Weekly Reports (scripts/weekly-report.js)

  • Generates reports for vulnerabilities added in the past week
  • Runs automatically every Monday at 9 AM or on-demand with --once
  • Outputs Markdown and CSV formats
# Generate weekly report immediately
node scripts/weekly-report.js --once

# Start scheduled weekly reports (requires node-cron)
node scripts/weekly-report.js

Monthly Reports (scripts/monthly-report.js)

  • Generates reports for vulnerabilities added in the last 30 days
  • Runs automatically on the last day of each month or on-demand with --once
  • Outputs Markdown and CSV formats
# Generate monthly report immediately
node scripts/monthly-report.js --once

# Start scheduled monthly reports
node scripts/monthly-report.js

Testing and Verification Scripts

Basic Service Test (test-basic.js)

  • Simple smoke test for the CISA KEV service
  • Validates service initialization and method availability
  • Works with or without internet access (uses mocks when needed)
node test-basic.js

KEV Verification (scripts/verify-kev.js)

  • Quick validation of KEV catalog connectivity
  • Returns JSON output suitable for automation
  • Focuses on ransomware-related vulnerabilities
node scripts/verify-kev.js
node scripts/verify-kev.js | jq '.total'  # Get count only

MCP Tool Testing (scripts/)

  • dump-tools.js - Discovers and lists all available MCP tools
  • call-get-kve-due.js - Tests the get-kve-due tool functionality
node scripts/dump-tools.js
node scripts/call-get-kve-due.js

Usage Examples

Service Usage Examples (examples/usage-examples.js)

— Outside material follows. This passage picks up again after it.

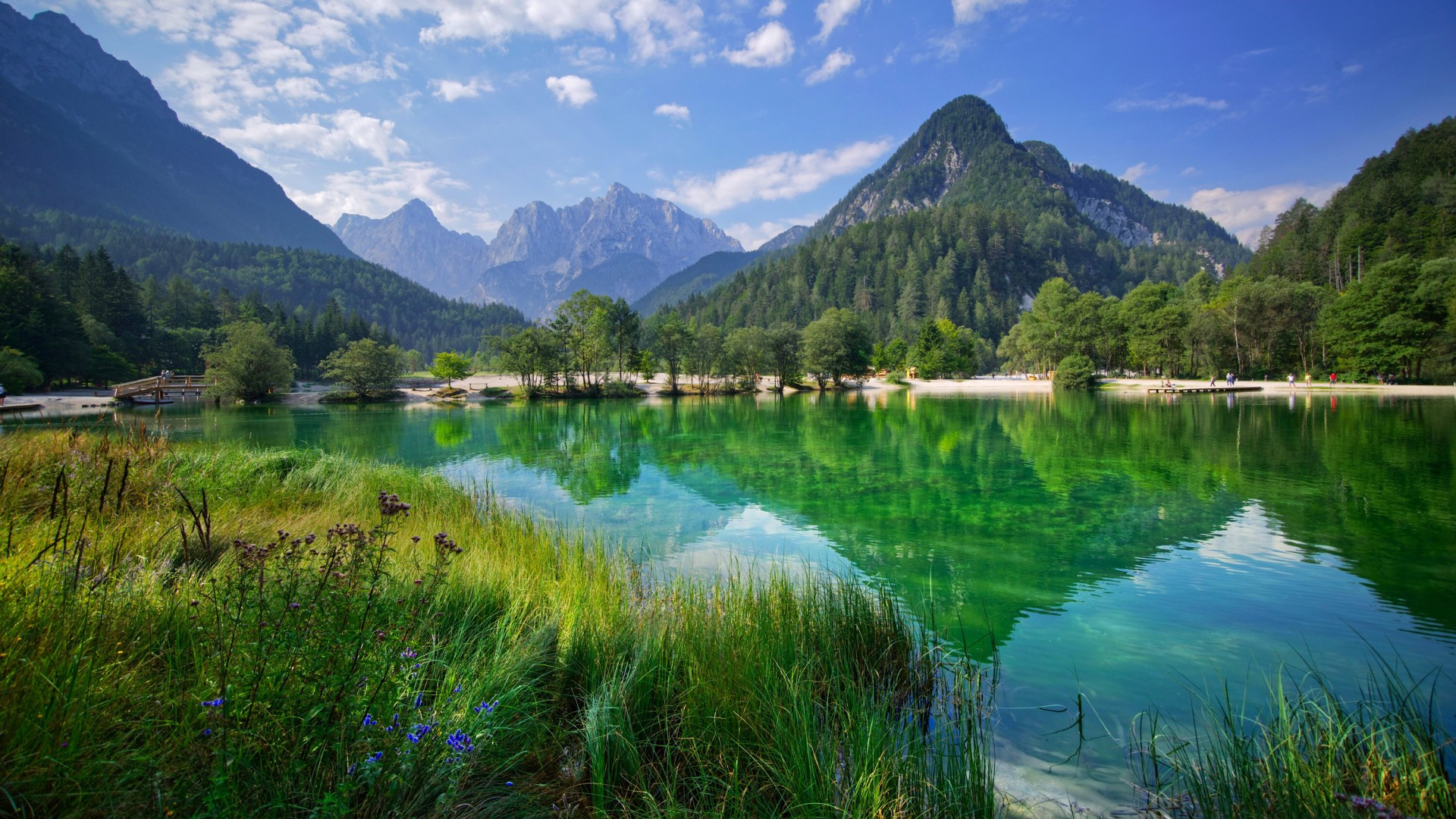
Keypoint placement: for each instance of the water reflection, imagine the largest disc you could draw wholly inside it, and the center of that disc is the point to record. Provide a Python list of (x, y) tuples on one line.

  • Comprehensive demonstration of all service capabilities
  • Shows various search patterns and filtering options
  • Includes error handling and best practices
node examples/usage-examples.js

MCP Client Examples (examples/)

  • mcp-client.js - Basic MCP client implementation
  • mcp-demo.js - Interactive MCP tool demonstration
  • Shows proper JSON-RPC communication patterns
node examples/mcp-client.js
node examples/mcp-demo.js

Output Files

All scripts save their outputs to the reports/ directory:

  • reports/weekly-vulns-YYYYMMDD.md - Weekly vulnerability reports
  • reports/recent-vulns-YYYYMMDD.md - Monthly vulnerability reports
  • reports/tools-list.json - Available MCP tools
  • reports/get-kve-due.json - Tool test results

Development

Helpful scripts

  • npm run build — compile TypeScript to dist/
  • npm run dev — run in dev/watch mode (tsx)
  • npm test — run tests (Jest)
  • npm run lint — run linter

Testing

  • A smoke test ensures the MCP stdout stream contains only JSON when tools are called.
  • Run tests with:
npm test

The smoke test file lives at __tests__/mcp-stdio.test.ts and spawns dist/index.js, sends tools/list and tools/call, and asserts all stdout lines are parseable JSON.

Repository layout

cisa-kev-catalog/
├─ src/                      # TypeScript source
├─ dist/                     # Compiled code (output)
├─ examples/                 # Usage demonstrations and client samples
├─ scripts/                  # Automation and reporting scripts
├─ reports/                  # Generated reports and output files
├─ vscode/                   # VS Code helper extension
├─ __tests__/                # Test files
└─ README.md

Contributing

  1. Fork and branch
  2. Add tests and documentation
  3. Open a PR with a clear description and changes

Security & data

  • Data source: https://www.cisa.gov/sites/default/files/feeds/known_exploited_vulnerabilities.json
  • The project validates input via Zod schemas and caches KEV responses for 1 hour.
  • Do not ship secrets or credentials in this repo.